Regulatory Flexibility Act

The Regulatory Flexibility Act (RFA, 5 U.S.C. 601-612) requires an agency to prepare a regulatory flexibility analysis for all rules unless the agency certifies that the rule will not have a significant economic impact on a substantial number of small entities. The RFA applies only to rules for which an agency is required to first publish a proposed rule. See 5 U.S.C. 603(a) and 604(a). As the BLM is not required to publish a notice of proposed rulemaking for this direct final rule, the RFA does not apply.

Congressional Review Act

This rule is not a major rule under the Congressional Review Act, 5 U.S.C. 804(2). Specifically, the DFR: (a) Will not have an annual effect on the economy of $100 million or more; (b) Will not cause a major increase in costs or prices for consumers, individual industries, Federal, State, or local government agencies, or geographic regions; and (c) Will not have significant adverse effects on competition, employment, investment, productivity, innovation, or on the ability of United States-based enterprises to compete with foreign-based enterprises in domestic and export markets.

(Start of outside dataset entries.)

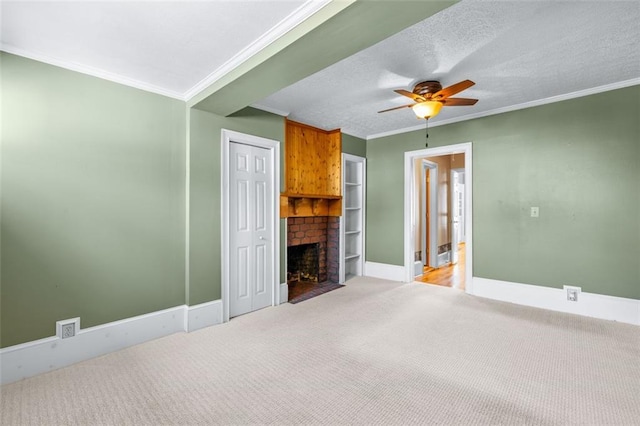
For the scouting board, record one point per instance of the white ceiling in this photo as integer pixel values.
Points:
(168, 47)
(519, 53)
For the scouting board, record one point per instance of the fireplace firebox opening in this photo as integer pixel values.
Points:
(303, 263)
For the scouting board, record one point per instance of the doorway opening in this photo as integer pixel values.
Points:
(438, 233)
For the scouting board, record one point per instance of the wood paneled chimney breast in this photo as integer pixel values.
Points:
(313, 176)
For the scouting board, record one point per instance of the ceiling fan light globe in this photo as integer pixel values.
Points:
(427, 109)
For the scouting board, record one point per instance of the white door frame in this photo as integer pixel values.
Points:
(453, 207)
(229, 136)
(410, 205)
(433, 212)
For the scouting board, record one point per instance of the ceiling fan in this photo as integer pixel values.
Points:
(430, 97)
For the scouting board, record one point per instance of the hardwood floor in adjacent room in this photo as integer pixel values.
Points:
(452, 275)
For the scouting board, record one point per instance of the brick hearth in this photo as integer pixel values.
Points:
(323, 230)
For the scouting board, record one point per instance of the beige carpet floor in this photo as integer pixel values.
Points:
(375, 352)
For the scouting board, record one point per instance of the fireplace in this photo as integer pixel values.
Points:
(303, 263)
(322, 232)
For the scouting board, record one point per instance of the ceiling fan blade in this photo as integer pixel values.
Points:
(458, 101)
(400, 107)
(411, 95)
(452, 90)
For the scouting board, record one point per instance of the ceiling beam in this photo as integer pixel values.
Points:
(340, 29)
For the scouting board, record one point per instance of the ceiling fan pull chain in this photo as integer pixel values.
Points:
(427, 131)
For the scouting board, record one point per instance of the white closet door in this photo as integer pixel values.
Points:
(250, 229)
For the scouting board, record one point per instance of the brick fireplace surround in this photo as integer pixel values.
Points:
(324, 230)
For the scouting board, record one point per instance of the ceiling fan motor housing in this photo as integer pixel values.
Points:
(427, 88)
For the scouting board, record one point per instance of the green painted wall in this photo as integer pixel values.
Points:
(205, 196)
(92, 200)
(353, 145)
(578, 160)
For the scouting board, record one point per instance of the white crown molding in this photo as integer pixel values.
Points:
(294, 19)
(271, 110)
(95, 72)
(538, 102)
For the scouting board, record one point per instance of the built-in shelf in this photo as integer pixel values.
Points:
(352, 223)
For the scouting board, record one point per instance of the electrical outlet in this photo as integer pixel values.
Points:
(572, 293)
(67, 328)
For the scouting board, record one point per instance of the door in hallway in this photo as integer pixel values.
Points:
(251, 256)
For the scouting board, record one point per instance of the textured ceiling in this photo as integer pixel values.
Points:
(163, 46)
(518, 53)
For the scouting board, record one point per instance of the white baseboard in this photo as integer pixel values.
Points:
(203, 315)
(588, 304)
(417, 268)
(48, 354)
(51, 353)
(384, 271)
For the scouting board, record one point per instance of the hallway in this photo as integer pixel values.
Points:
(452, 275)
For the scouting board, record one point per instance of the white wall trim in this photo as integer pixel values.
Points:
(589, 304)
(384, 271)
(227, 137)
(48, 354)
(203, 315)
(409, 206)
(418, 269)
(524, 105)
(294, 19)
(40, 356)
(95, 72)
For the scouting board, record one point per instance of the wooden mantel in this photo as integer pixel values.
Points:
(312, 172)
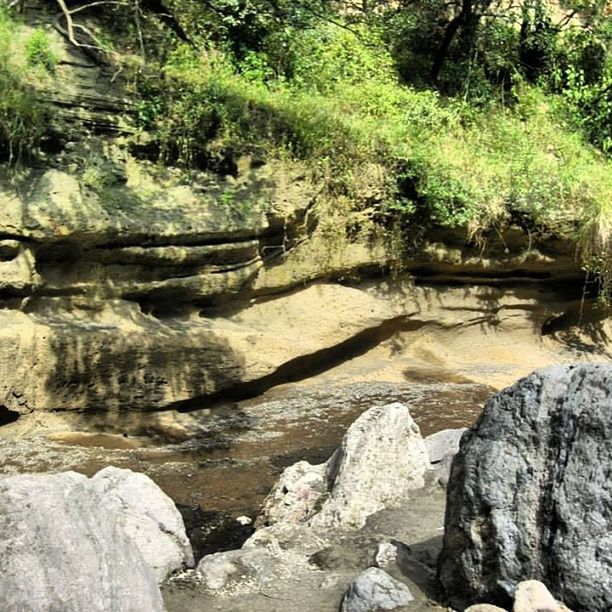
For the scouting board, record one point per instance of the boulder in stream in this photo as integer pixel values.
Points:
(530, 494)
(375, 590)
(63, 548)
(381, 459)
(148, 516)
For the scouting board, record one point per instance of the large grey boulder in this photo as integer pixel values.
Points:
(62, 548)
(530, 495)
(375, 590)
(149, 518)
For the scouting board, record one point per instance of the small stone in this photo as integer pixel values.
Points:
(533, 596)
(442, 442)
(381, 460)
(375, 590)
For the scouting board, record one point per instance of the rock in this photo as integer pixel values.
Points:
(392, 555)
(442, 443)
(529, 495)
(300, 539)
(295, 496)
(249, 569)
(148, 516)
(442, 470)
(381, 459)
(375, 590)
(62, 548)
(533, 596)
(442, 447)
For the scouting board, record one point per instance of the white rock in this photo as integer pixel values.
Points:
(533, 596)
(382, 458)
(148, 516)
(63, 548)
(295, 496)
(375, 590)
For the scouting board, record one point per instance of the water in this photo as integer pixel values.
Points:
(235, 452)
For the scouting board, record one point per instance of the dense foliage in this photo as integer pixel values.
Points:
(468, 113)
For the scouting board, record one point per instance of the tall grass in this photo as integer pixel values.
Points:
(22, 117)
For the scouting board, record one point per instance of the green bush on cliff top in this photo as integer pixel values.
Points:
(446, 162)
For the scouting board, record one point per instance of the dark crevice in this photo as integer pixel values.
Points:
(305, 366)
(7, 416)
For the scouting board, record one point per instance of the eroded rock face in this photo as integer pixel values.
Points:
(62, 548)
(530, 496)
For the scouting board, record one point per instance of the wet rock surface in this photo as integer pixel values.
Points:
(148, 517)
(529, 494)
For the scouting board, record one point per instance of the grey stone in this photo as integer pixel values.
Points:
(375, 590)
(149, 518)
(533, 596)
(63, 549)
(530, 495)
(381, 459)
(440, 444)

Unfunded Mandates Reform Act

This rule does not impose an unfunded mandate on State, local, or Tribal governments, or the private sector, of more than $100 million per year. The rule does not have a significant or unique effect on State, local, or Tribal governments, or the private sector. The rule merely revises the Federal regulations in compliance with the OBBB and to remove an obsolete provision. Therefore, a statement containing the information required by the Unfunded Mandates Reform Act (2 U.S.C. 1531 et seq. ) is not required.

List of Subjects in 43 CFR Part 3470

Coal, Government contracts, Mineral royalties, Mines, Public lands-mineral resources, Reporting and recordkeeping requirements, Surety bonds

Adam G. Suess,

Acting Assistant Secretary, Land and Minerals Management.

For the reasons stated in the preamble, the Bureau of Land Management amends 43 CFR part 3470 as follows:

PART 3470-COAL MANAGEMENT PROVISIONS AND LIMITATIONS

1. The authority citation for part 3470 continues to read as follows:

Authority:

30 U.S.C. 189 and 359; and 43 U.S.C. 1701 et seq.

2. Amend §?3473.3-2 by revising paragraphs (a) and (b) to read as follows:

(a)(1) A lease shall require payment of a royalty of not less than 12 12 percent of the value of the coal removed from a surface mine, except that such royalty rate shall be not more than 7 percent during the period beginning on July 4, 2025, and ending on September 30, 2034.

(2) A lease shall require payment of a royalty of 8 percent of the value of the coal removed from an underground mine, except that such royalty rate shall be not more than 7 percent during the period beginning on July 4, 2025, and ending on September 30, 2034.

(3) The value of coal removed from a mine is defined for royalty purposes in §?3483.4 of this title.

(b) The temporary royalty rate of not more than 7 percent during the period beginning on July 4, 2025, and ending on September 30, 2034, is applicable to all existing Federal coal leases that have not been terminated.